At 28-years-old, Jen was trialing all of the wellness crazes and ‘anti-cancer fads’ out there. Then she received a blood cancer diagnosis.

This story is a first-person account, contributed by a member of our wonderful community – all words are their own. 

A woman lays in her hospital bed after a bone marrow procedure. She's wearing a faint smile and a beanie.
Jen will never forget the phone call that changed her life forever.

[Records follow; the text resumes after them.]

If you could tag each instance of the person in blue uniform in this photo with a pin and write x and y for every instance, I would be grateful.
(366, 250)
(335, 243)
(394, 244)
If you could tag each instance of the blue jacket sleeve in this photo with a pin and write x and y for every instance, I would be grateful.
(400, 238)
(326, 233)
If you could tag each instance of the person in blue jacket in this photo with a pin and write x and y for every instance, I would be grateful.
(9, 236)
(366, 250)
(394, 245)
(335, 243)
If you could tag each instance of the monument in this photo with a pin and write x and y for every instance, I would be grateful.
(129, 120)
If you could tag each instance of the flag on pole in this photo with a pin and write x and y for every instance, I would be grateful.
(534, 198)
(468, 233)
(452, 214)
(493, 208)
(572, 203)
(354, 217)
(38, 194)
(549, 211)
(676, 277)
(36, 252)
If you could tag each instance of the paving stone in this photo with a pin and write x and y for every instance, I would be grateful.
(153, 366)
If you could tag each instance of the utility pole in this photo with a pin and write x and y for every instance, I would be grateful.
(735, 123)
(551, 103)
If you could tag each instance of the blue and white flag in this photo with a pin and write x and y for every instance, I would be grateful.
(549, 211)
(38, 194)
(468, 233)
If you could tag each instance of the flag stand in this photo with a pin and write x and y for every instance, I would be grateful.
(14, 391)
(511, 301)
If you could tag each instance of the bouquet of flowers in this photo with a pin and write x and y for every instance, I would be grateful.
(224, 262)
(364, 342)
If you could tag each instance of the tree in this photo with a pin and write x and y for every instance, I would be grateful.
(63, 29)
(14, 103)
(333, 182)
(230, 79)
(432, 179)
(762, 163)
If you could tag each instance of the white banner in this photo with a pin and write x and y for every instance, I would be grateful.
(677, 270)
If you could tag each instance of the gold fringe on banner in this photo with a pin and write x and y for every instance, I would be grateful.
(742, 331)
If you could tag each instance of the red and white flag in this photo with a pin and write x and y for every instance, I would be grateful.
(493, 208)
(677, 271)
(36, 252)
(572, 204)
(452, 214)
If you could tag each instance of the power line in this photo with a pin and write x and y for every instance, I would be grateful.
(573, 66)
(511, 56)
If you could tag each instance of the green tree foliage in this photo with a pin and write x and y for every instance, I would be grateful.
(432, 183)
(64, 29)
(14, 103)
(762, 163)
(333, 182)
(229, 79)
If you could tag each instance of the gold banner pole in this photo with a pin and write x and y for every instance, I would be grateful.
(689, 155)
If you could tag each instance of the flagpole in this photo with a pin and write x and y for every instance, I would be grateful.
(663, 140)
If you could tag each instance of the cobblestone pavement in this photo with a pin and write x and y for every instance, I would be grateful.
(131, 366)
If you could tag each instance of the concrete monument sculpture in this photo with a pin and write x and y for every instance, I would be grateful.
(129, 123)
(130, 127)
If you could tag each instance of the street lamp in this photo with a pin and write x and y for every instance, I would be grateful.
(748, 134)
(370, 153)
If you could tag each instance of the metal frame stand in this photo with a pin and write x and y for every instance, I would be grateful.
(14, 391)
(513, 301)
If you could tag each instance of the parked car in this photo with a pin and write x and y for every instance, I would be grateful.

When I was 28 years old, I joined the club no one wants to be a part of. The Cancer Club. It was obviously a shock. I was the sort of girl that was trialing all the wellness crazes and “anti-cancer’’ fads. Alkaline foods, celery juice, going sugar-free, high-dose Vitamin C, essential oils, detox saunas – I’ve tried it all. At the end of the day, nothing could stop what was around the corner.

I’ll never forget the phone call that would change my life forever.

After a routine blood test, I was called just hours later by my GP with the shocking news. My white blood cell count was extremely high – worst case scenario it could be a form of blood cancer. It’s the sort of phone call that drains all the blood from your head and sucks the breath right out of you. What started as a perfectly normal day ended in a hospital bed, with my future uncertain.

Waiting for a diagnosis was by far the worst part of the experience. The only thing that stops the fear of the unknown is answers. Once we had an answer – acute lymphoblastic leukaemia (Philadelphia negative) – and a plan in place, the fear slowly dissolved. My old life ceased and my new full-time job as ‘Cancer Fighter’ began. Gone were the days of waking up, going to work and spending time with friends, family and my fiancé. Suddenly my life was all about pills, blood draws, chemo, radiation, neutrophils, chemo, x-rays, a stem cell transplant and of course, more chemo.

My treatment plan was long and comprehensive, but it was achievable. It was all about ticking off each step in the treatment plan. The physical side of treatment was half the battle, the rest was mental.

Being stuck in a hospital for six weeks straight, eating hospital food three times a day, getting prodded and poked, losing your hair and feeling like your body isn’t your own would get anyone down. The antidote for me, was talking to the cancer community.

When I first got that unforgettable phone call, my first contact was to one of my best friends who went through her own blood cancer treatment a year before. I was also put in contact with someone who did a similar trial to the one I was considering for my treatment. It was then that I decided to put my story on social media, in the hopes of connecting with more people going through something similar. I was so surprised with how many people I connected with. People all over the world who were going through the same diagnosis as me, or who had been through it and were on the other side. Beautiful people who reached out just to offer words of encouragement or advice for no other reason, but that they had been exactly where I was and knew the feeling.

What joining the ‘Cancer Club’ gave me

A woman wearing a head scarf sits in a cafe with flowers. She's reflecting on 100 days since her transplant.
Throughout the challenges she’s faced, Jen’s grateful for the cancer community she calls friends.

The cancer community is full of empathetic, like-minded individuals and carers who know the struggle and who can offer their own experience or an ear to listen. It’s full of people who have been given another chance to enjoy the beauty this world has to offer, and they appreciate every moment of it. They’re willing to drop their plans to be with you if you need advice or someone to just sit with you. I know some people want to hide away from the world when diagnosed, but please know you’re not alone in your fight – we are all behind you and we’re here to talk when you’re ready. The Cancer club is the club no one wants to be in, but you’ll find it’s full of some of the greatest people you’ll ever have the pleasure of meeting.